There are several stages of destitution: The first is denial. Looking back, it was a perfect storm of global recession, illness, layoffs, unpaid credit card bills, cell phone cutoffs and more. We were hopping from ice flow to ice flow, and at any moment we could go under.

In his novel Brideshead Revisited, British author Evelyn Waugh referred to going flat busted as being on “queer street.” That was our current address. I lay awake at night wondering how two smart, college-educated professionals with a BMW could lose everything over the course of three months. We had no savings, needless to say, like many of our peers. I applied for unemployment, but that ran out. I borrowed money from my widowed mother to pay the month’s rent. My husband’s family coughed up some.
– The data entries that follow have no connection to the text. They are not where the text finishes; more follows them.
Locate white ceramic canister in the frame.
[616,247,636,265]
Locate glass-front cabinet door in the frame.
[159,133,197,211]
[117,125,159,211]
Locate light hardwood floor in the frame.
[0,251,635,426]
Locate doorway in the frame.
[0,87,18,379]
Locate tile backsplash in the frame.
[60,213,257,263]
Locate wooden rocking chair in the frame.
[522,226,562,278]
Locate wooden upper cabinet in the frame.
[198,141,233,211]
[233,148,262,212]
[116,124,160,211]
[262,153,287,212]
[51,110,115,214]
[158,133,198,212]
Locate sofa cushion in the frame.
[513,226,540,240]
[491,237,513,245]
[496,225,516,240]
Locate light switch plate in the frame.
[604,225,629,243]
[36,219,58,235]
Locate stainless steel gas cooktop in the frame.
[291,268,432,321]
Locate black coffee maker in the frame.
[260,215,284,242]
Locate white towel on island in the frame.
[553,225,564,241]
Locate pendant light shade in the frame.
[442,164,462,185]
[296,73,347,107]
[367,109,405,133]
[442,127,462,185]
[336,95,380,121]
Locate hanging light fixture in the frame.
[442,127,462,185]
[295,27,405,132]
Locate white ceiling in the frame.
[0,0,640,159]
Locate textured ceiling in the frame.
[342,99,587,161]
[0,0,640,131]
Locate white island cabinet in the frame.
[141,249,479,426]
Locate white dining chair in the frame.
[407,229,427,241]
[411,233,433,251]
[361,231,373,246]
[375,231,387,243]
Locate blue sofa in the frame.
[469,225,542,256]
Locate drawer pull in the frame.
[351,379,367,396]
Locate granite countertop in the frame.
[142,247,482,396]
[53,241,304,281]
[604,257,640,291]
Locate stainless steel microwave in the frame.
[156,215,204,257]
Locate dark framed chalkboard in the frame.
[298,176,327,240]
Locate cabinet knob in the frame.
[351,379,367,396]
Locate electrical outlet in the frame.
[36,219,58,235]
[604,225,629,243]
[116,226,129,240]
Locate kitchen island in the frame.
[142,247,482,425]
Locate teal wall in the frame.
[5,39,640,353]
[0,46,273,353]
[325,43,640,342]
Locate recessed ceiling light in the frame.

My job search went on. I was too old, overqualified.

My nightmares always included desperate scenes where I lose my purse. (No need to consult Freud.) We sold everything we could. An art dealer bought the paintings, china and antiques. We held an “Estate Sale” every weekend, putting signs up on telephone poles. We sold our clothes, a Bottega Veneta bag, Jimmy Choo shoes. We pawned our wedding rings and jewelry. We sold my husband’s Swiss watch on eBay, and my Tiffany diamond studs. I had never known such panic. We were doing everything we could to stay afloat.

Then I decided to do the unthinkable: Ask a girlfriend for a loan.

I kept putting it off, too embarrassed to admit we were impoverished. I envisioned a horrifying, humiliating request. It’s not often a comfortable subject. According to a survey by, nearly half (46 percent) of adults who loaned money to friends or family reported having a negative outcome.

I knew one friend would help me out. Finally, I confided in her when the rent was due and we had 56 cents in the bank. She immediately sent a check. I promised to pay her back with interest, and she refused. “It’s not a loan. It’s a gift.” That was followed by another desperate month of unemployment. I decided to appeal to my oldest friend, one I had been close to since high school. She didn’t hesitate. The check arrived the next day via FedEx. On the subject line was penned, “Friendship Dues.”

But not everyone was willing to help. One longtime friend (who was wealthy) told me she never loaned money to anyone — even her own family members. It was too fraught, she explained. Too much guilt on my part, and resentment on hers that I wasn’t more fiscally responsible or couldn’t pay her back.

I know everyone says don’t borrow money from friends. It will ruin the relationship. But in my case, my true friends came through for me in the end, as I would have for them. I have since found a great job at a nonprofit. My husband is back teaching. Life sometimes throws unexpected curves, just to remind us how fragile we are. Healthy one day. Sick the next. Cruising along comfortably with two incomes one day. On welfare the next. Many healthy friendships can survive — and flourish — by breaking the rules. And yes, even sometimes come with dues.